Naturalmente, el humillante retorno de nuestros maltrechos soldados matizó esas descalificaciones. La ofensa fácil cedió paso a otras formas reluctantes sobre aquel país del que, en todo caso, reconocían su grandeza a la vez que se avergonzaban íntimamente del atraso de España (una suerte de antiamericanismo resignado en palabras de Alessandro Seregni). Viajeros españoles volvieron a visitar aquel fascinante país para quedar deslumbrados con las ciudades de la costa este, particularmente Nueva York (López Valencia, Julio Camba, Moreno Villa). Una admiración, no obstante, siempre condicionada por la ironía o la crítica. Hubo excepciones: el libro Norteamérica desde dentro de Ramiro de Maeztu, fruto de sus estancias como profesor visitante en aquellas tierras. Y decimos cualificada por cuanto algunos habían mostrado un sorprendente proamericanismo, aunque bajo la candidez de quien ni siquiera había visitado los Estados Unidos (léase A la república de los Estados Unidos de América de Pi i Margall). Espejismos federalistas.

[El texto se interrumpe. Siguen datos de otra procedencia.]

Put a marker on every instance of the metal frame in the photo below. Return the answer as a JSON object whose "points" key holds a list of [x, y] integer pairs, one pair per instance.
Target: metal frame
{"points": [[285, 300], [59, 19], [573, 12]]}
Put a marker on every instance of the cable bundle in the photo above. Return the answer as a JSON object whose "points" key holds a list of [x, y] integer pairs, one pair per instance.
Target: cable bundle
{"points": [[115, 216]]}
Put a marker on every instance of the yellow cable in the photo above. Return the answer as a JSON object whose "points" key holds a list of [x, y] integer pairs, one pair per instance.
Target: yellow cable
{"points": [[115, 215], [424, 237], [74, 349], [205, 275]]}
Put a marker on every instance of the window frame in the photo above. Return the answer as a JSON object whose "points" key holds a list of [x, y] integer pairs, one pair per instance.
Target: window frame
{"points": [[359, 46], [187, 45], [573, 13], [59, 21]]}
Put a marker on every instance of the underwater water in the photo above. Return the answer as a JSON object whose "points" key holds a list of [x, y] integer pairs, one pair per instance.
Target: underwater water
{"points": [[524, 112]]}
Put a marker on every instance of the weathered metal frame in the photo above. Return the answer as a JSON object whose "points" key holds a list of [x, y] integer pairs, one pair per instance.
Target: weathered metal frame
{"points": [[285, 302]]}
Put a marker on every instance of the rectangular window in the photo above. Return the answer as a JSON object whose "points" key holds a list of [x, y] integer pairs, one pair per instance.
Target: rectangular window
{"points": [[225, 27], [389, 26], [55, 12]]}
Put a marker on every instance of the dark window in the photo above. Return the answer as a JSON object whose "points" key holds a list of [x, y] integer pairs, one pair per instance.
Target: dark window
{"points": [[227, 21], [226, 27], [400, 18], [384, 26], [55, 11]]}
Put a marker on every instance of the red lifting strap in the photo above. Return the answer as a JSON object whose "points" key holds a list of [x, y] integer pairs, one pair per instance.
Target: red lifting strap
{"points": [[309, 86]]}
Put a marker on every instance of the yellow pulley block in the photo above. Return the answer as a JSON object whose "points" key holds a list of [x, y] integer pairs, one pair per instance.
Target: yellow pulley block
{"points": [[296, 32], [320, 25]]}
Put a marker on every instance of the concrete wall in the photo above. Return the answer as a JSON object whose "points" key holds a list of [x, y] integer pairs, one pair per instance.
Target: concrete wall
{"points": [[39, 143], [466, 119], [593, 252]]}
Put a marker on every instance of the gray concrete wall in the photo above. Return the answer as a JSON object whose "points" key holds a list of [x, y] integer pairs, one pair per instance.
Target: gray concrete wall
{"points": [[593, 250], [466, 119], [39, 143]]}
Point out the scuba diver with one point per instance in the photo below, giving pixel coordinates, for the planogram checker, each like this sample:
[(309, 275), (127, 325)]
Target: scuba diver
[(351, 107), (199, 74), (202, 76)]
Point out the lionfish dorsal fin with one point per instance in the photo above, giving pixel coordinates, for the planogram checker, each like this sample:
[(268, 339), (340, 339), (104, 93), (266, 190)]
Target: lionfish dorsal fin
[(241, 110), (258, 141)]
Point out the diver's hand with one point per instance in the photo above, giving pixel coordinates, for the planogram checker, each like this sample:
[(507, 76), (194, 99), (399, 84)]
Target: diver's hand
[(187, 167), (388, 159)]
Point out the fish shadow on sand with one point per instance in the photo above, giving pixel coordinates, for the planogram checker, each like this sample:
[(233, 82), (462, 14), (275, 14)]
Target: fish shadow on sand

Lo americano se puso de moda en los felices años veinte a través de los productos que llegaban de allí, desde la pluma Parker hasta la máquina de escribir Remington o los coches Ford. El cine haría el resto para una población que comenzaba a conocer mucho de los Estados Unidos sin cruzar el Atlántico. Durante la Segunda República se percibió a la república americana como una especie de hermana mayor con la que se buscaban identidades formales. Pero durante la guerra civil y la posguerra los Estados Unidos dejaron claras las distancias entre concepciones de democracia. La firma de los pactos bilaterales de 1953 ratificó la templanza con la que el gobierno estadounidense se tomaba el asunto de las libertades en España.

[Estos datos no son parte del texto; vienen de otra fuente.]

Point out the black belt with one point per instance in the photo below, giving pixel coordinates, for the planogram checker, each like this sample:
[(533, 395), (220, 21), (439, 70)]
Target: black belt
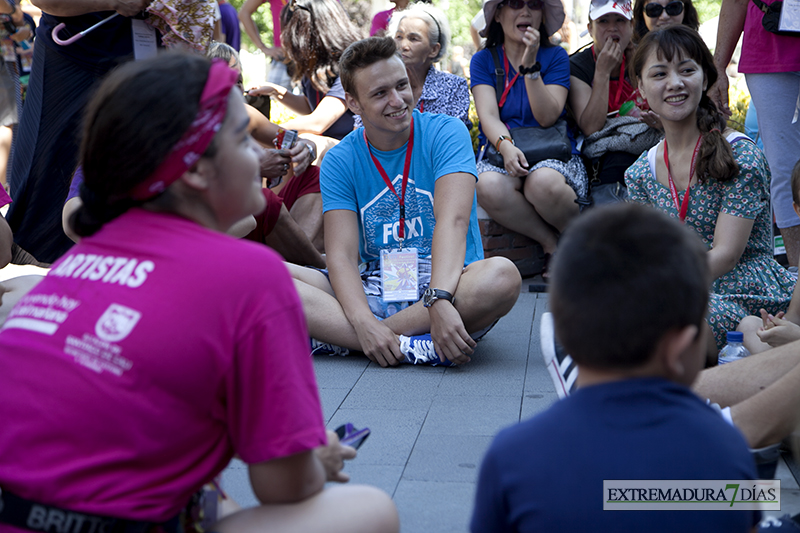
[(33, 516)]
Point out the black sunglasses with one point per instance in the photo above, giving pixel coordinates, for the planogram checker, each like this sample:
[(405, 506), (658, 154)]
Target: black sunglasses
[(294, 6), (654, 10), (518, 4)]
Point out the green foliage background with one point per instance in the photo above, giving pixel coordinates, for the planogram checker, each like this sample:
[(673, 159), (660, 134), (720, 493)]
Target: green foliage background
[(459, 13)]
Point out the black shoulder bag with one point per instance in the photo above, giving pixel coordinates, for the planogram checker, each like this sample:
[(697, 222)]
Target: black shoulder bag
[(537, 143), (772, 17)]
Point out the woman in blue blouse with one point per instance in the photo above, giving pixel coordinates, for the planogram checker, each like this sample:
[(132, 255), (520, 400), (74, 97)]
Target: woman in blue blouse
[(536, 200)]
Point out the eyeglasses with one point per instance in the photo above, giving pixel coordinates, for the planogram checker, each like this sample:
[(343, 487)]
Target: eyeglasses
[(519, 4), (654, 9), (294, 6)]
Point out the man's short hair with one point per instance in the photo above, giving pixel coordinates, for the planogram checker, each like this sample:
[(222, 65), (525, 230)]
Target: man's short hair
[(362, 54), (624, 276)]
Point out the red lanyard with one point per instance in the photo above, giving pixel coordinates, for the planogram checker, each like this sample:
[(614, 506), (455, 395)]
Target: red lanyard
[(401, 231), (507, 85), (683, 206)]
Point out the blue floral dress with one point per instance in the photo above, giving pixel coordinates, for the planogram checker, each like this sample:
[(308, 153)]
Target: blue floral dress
[(757, 280)]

La frustración de los vencidos fue proporcional a la alegría de los vencedores con respecto a los Estados Unidos, hasta el punto que el sentimiento antiamericano del conservadurismo español tuvo que ser enfundado. Quintaesencia de la imagen que tenía Franco de los Estados Unidos –según Aguirre de Cárcer- fueron sus cínicas palabras: “Nos hemos casado con la más rica”. El apoyo estadounidense hasta el último minuto de la dictadura franquista levantó imágenes muy negativas entre la oposición y, para establecer unas nuevas relaciones, la política americana no ahorró diplomacia durante la transición y la consolidación democrática. Siempre, eso sí, en pos de la suprema salvaguarda de los intereses estadounidenses: desde la elevación de los pactos al rango de tratado hasta la entrada en la OTAN. Desde entonces, una mezcla variable de admiración y rechazo, de fascinación y crítica, ha sido característica de todos los gobiernos de la democracia. La misma que refleja buena parte de la ciudadanía española al cuestionar el grado de democracia real de los Estados Unidos o su política exterior, mientras se enfunda unos vaqueros para ver una película americana, no sin antes silenciar su Iphone.